Should working memory, or our capacity to learn, replace IQ as a more accurate way of measuring intelligence? Dr Tracy Alloway from the University of Stirling and Professor Robert Logie from the University of Edinburgh debate what working memory testing can reveal about future academic success.

Also in the programme, a woman speaks up about the 15 years of domestic violence she endured and its effect on her mental health. Dr Louise Howard describes the links between mental illness and domestic violence and highlights new attempts to educate mental health professionals to address the issue.

And listeners reveal their suggestions for a new name for schizophrenia, and Brian Dillon discusses the English malady, hypochondria.

  • IQ TESTING

    IQ testing has long been a controversial way of measuring intelligence, but now there are claims that there's another, more accurate method of predicting academic success: working memory, or the capacity we have to learn. Dr Tracy Alloway, whose recent experiments showed that testing working memory predicted children's grades more accurately than traditional IQ, speaks up for working memory, while Professor Robert Logie from the University of Edinburgh expresses his concern that relying on any one single measure or score misses the diversity and alterations through time of mental ability.

  • DOMESTIC VIOLENCE

    It's still the case that every week in England and Wales two women are murdered by their partner or ex-partner. And across the UK each year three million women experience violence.
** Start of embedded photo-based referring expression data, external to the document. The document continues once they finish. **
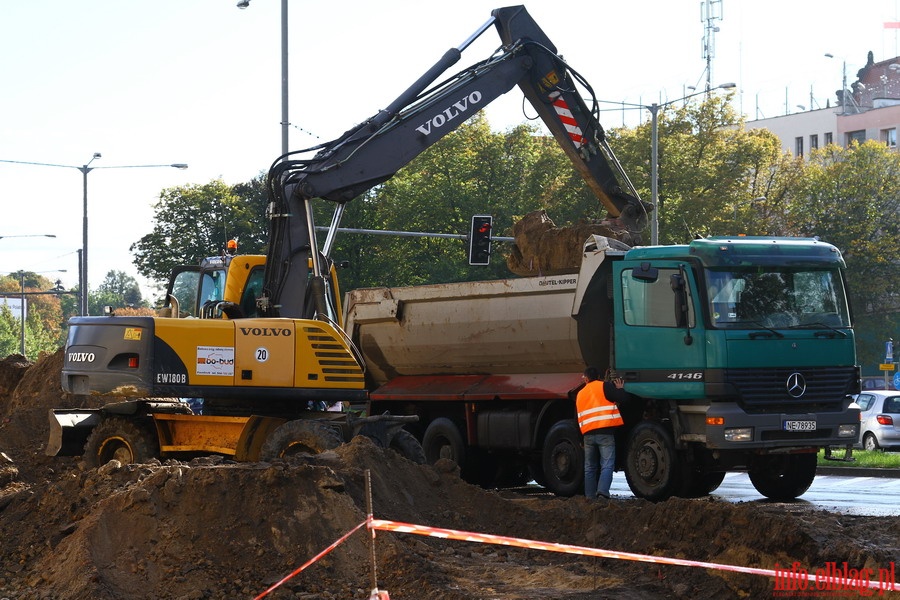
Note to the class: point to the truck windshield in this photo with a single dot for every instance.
(777, 298)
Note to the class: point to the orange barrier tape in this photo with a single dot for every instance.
(315, 558)
(791, 578)
(786, 580)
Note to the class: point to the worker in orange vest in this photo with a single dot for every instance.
(599, 418)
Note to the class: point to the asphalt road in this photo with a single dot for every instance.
(870, 492)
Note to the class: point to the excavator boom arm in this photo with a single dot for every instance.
(373, 151)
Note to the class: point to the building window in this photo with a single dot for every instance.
(856, 136)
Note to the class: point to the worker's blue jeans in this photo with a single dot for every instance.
(599, 462)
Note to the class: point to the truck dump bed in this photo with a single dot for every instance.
(487, 327)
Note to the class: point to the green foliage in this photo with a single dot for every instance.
(117, 290)
(196, 221)
(713, 172)
(851, 198)
(471, 171)
(44, 324)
This means that a far higher number than that are living with the legacy of that violence and one consequence is mental illness. Meanwhile we know that people who already have a mental health problem are more likely to be the target of violence.

    'All In The Mind' spoke to Kim about her experiences at the hand of her partner. In her case the violence got much worse once she was pregnant.
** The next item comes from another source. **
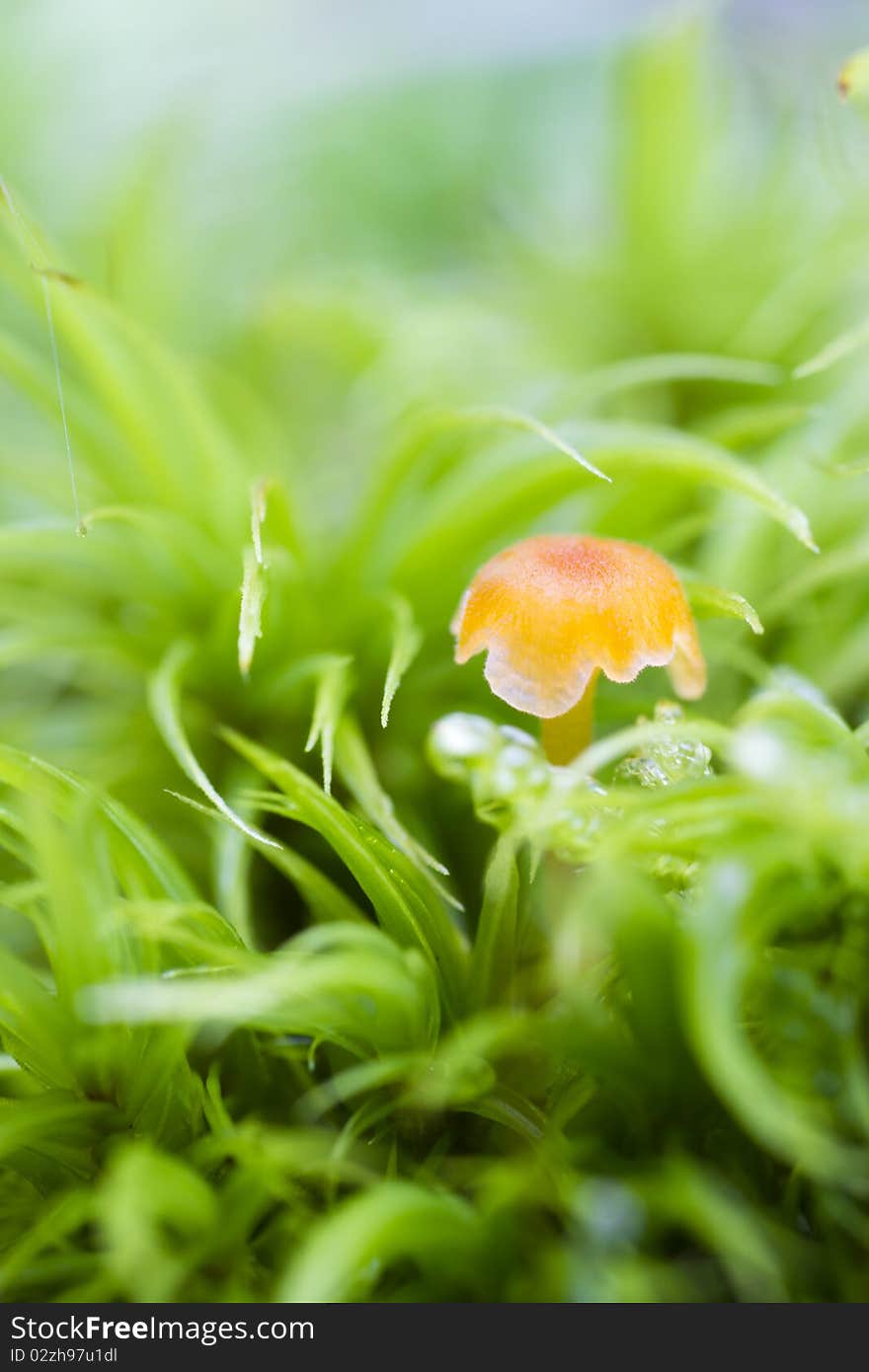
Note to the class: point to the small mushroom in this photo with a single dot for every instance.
(555, 611)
    Kim finally did leave the abusive relationship and received help and a diagnosis of post traumatic stress disorder. There's been surprisingly little research on the links between domestic violence and mental health problems, but Dr Louise Howard who's a Reader in Women's Mental Health at The Institute of Psychiatry has just published new research in this field.

  • SCHIZOPHRENIA

    Last week's programme discussed whether schizophrenia needs a new name – either to destigmatise the condition or to provide a more scientifically accurate description. We hear from the 'All in The Mind' listeners.

  • HYPOCHONDRIA

    There is no doubt that Glen Gould was a brilliant pianist, but he was also famous for his unusual habits. As well as humming while he played, he performed sitting just 14 inches off the floor, wearing an overcoat and fingerless gloves and hat and scarf – even in summer. He was terrified of getting ill, even going so far as to have his entire body fitted with a plaster cast. He had hypochondria and every time he went to doctors he listed his symptoms in some detail.

    A new book on the lives of hypochondriacs reveals that he is not the only famous person to have been obsessed with illness. There was Marcel Proust writing in his cork-lined room, Charles Darwin and his freezing cold water treatments and the artist, Andy Warhol who was convinced he would die from AIDS. Brian Dillon, the author of 'Tormented Hope: Nine Hypochondriac Lives', told 'All In The Mind' what these people's stories can tell us about the nature of hypochondria.